For the time being, CNN’s editorial and news departments are being led by a trio of top executives: veteran CNN executive Amy Entelis, head of editorial Virginia Moseley and programming chief Eric Sherling. The commercial and marketing arms of CNN will be led by David Leavy, a longtime Zaslav lieutenant who was tapped as CNN’s COO last week.
Zaslav told CNN staff Wednesday that the company is just now beginning a search for Licht’s successor, and that it will look both internally and externally. The search “will take a while” he said, adding that he was not in a rush.
If CNN does look internally, Entelis, Moseley and Sherling are all top candidates, with Entelis seen as having an edge thanks in part to her long tenure at the channel (she joined in 2012), and the close relationship she has forged with talent (Entelis leads talent development for CNN, and led the division that oversaw CNN original films and series before it was dismantled last year).
That being said, with Leavy overseeing a big portion of CNN’s business, whoever Licht hires may have a smaller fiefdom.
Top news anchors, along with many producers and other employees, had lost respect for Licht after a series of perceived leadership failures, culminating in the town hall with Donald Trump, which angered staff over the format, and led to a ratings decline in the weeks that followed as regular CNN viewers tuned out.
Building trust with CNN’s journalists will be the top priority for whoever gets the job.
Externally, there are few obvious candidates, with one media executive noting that there “doesn’t seem to be a deep bench” of TV news talent.
Former NBC News president Noah Oppenheim departed the channel last year, but he is leaning into his entertainment background, developing scripted shows for NBC and Netflix. NBC turned to The New York Times for Oppenheim’s successor in Rebecca Blumenstein, while CBS News also looked outside of the TV news executive suites when it brought on Hearst executive Neeraj Khemlani).
But while finding a new leader for CNN is likely occupying Zaslav’s time, there is also the question of what happens to the strategy that Licht was executing, a strategy that Zaslav has championed.
“Our view is there’s advocacy networks on either side, and that we have the best journalists in the world,” Zaslav said at a MoffettNathanson conference May 18. “We need to show both sides of every issue.”
And for Zaslav, that has meant making CNN a safer place for Republicans to appear.
“Republicans are back on the air, the Republicans weren’t on the air,” Zaslav added at the conference. “As I’ve said, to a number of them, and Chris has said to them, they’re not going to get one more vote on Fox News, they already got that. CNN should be the place that people come for the best version of the truth and for journalism. And that’s what we’re building.”
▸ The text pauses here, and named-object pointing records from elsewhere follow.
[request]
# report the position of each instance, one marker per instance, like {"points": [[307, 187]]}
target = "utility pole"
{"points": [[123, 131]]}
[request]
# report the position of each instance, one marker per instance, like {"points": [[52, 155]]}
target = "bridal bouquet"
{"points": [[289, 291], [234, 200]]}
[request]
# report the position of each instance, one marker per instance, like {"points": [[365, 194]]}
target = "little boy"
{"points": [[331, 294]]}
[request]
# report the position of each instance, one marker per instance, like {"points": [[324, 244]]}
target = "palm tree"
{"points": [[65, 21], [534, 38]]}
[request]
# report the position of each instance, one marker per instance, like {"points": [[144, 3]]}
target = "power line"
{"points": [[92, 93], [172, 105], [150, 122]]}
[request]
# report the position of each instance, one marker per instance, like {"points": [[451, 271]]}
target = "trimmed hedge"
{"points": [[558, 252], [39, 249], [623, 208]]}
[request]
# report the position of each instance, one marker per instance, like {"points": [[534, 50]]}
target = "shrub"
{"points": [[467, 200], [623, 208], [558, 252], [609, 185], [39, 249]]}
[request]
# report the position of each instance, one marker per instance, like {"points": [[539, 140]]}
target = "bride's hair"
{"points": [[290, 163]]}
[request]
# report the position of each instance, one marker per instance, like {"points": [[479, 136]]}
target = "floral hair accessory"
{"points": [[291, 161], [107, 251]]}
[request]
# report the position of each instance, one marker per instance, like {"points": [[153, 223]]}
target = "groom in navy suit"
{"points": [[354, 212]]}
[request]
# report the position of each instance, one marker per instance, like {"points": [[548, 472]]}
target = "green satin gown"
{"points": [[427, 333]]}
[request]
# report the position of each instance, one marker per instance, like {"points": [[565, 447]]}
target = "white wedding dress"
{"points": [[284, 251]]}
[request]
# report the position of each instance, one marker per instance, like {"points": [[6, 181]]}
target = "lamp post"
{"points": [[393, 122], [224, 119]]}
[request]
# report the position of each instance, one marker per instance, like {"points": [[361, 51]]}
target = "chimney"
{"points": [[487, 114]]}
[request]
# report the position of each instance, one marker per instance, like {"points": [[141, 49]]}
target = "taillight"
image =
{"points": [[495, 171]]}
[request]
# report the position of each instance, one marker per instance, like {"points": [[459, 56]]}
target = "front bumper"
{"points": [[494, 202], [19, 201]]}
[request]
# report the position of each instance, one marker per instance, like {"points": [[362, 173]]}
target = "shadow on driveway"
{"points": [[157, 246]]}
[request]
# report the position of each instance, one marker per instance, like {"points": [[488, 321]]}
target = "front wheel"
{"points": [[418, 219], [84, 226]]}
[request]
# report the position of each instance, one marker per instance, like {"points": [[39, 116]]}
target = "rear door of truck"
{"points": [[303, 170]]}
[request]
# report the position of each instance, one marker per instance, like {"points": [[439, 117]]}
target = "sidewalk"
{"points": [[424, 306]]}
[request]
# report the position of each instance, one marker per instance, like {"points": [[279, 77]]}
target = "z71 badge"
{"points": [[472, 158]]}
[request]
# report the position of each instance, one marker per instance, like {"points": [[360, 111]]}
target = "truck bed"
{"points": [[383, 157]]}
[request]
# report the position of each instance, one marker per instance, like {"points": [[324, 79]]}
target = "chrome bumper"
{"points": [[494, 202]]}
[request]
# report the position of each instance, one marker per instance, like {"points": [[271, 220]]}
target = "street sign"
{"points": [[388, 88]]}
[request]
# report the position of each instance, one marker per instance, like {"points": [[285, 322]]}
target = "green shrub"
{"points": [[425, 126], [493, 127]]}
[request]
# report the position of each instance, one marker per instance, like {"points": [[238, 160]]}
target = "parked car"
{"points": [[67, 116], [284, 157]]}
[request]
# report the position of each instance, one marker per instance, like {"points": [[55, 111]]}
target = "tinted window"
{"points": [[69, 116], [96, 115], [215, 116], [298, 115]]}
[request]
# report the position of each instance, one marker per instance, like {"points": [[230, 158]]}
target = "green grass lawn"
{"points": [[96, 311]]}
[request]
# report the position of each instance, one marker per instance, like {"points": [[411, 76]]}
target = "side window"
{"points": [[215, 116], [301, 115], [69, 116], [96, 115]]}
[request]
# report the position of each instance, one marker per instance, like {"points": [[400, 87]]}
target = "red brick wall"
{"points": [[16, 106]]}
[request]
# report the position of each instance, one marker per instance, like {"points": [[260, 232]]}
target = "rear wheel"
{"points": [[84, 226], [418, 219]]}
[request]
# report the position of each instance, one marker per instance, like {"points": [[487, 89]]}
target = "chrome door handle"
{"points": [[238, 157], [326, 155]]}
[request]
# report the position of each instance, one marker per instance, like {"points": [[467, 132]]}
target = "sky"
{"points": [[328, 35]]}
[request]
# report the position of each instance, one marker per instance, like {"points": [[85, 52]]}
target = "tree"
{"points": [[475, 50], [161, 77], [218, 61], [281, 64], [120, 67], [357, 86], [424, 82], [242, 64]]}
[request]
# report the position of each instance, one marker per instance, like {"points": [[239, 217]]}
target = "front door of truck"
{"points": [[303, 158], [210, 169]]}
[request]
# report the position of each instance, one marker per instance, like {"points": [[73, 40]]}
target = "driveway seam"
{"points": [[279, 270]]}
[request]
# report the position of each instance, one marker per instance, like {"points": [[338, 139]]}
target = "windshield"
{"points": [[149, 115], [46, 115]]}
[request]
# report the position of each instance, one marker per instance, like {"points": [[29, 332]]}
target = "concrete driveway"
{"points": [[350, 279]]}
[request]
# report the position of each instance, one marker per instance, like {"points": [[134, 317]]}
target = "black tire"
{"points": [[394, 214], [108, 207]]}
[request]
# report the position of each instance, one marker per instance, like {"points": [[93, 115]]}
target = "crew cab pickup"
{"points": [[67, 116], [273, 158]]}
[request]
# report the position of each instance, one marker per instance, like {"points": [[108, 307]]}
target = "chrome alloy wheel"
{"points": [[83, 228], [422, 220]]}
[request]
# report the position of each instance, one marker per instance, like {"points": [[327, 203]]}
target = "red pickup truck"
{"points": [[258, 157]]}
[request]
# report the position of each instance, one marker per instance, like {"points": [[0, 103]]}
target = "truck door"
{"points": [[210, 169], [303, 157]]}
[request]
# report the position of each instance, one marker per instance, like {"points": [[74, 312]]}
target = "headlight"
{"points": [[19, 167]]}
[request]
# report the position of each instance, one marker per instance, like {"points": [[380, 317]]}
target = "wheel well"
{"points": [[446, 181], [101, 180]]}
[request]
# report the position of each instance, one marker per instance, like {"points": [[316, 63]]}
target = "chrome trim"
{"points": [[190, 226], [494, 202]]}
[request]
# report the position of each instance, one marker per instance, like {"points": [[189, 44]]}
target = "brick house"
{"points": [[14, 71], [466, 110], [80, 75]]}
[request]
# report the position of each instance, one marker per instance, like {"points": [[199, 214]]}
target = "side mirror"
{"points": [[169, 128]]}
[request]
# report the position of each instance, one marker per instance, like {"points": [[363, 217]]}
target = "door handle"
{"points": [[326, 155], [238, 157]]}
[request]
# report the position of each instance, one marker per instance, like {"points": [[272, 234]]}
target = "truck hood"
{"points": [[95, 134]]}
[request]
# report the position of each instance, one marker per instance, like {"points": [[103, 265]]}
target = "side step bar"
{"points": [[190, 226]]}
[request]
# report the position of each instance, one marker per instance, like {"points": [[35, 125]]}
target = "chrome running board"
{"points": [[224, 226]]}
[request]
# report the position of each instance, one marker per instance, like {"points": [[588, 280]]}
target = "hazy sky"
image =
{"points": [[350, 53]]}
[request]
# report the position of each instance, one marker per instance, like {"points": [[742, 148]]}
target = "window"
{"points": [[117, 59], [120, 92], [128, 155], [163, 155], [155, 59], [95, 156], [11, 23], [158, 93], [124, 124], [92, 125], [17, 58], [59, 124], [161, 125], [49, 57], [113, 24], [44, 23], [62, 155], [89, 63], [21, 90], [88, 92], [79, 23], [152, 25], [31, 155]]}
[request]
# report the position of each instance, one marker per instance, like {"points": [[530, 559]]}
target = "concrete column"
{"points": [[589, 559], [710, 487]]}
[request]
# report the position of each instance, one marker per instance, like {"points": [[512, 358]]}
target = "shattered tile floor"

Zaslav’s effort to paint Fox News and MSNBC as “advocacy” networks and CNN as a more neutral or journalistic alternative has also been a staple of CNN’s earnings call for the past year. But while CNN’s journalism was on full display (and led to big ratings) in the early weeks of Russia’s invasion of Ukraine, the channel has struggled in recent months to maintain a significant audience, and following the departure of Don Lemon and Kaitlan Collins’ impending move to 9 p.m., the lineup has little to show for it.
Licht did overhaul the dayside hours with a new, more dynamic format, but as one observer noted, a format can’t dictate the news. And it has held town halls with GOP hopefuls other than Trump, but those have mostly failed to break into the larger news zeitgeist (top executives are currently in Iowa working on a town hall with Mike Pence set for Wednesday evening). CNN This Morning, which launched just six months ago, will need to get another overhaul following Lemon’s exit and Collins’ move, though Poppy Harlow is expected to stick around.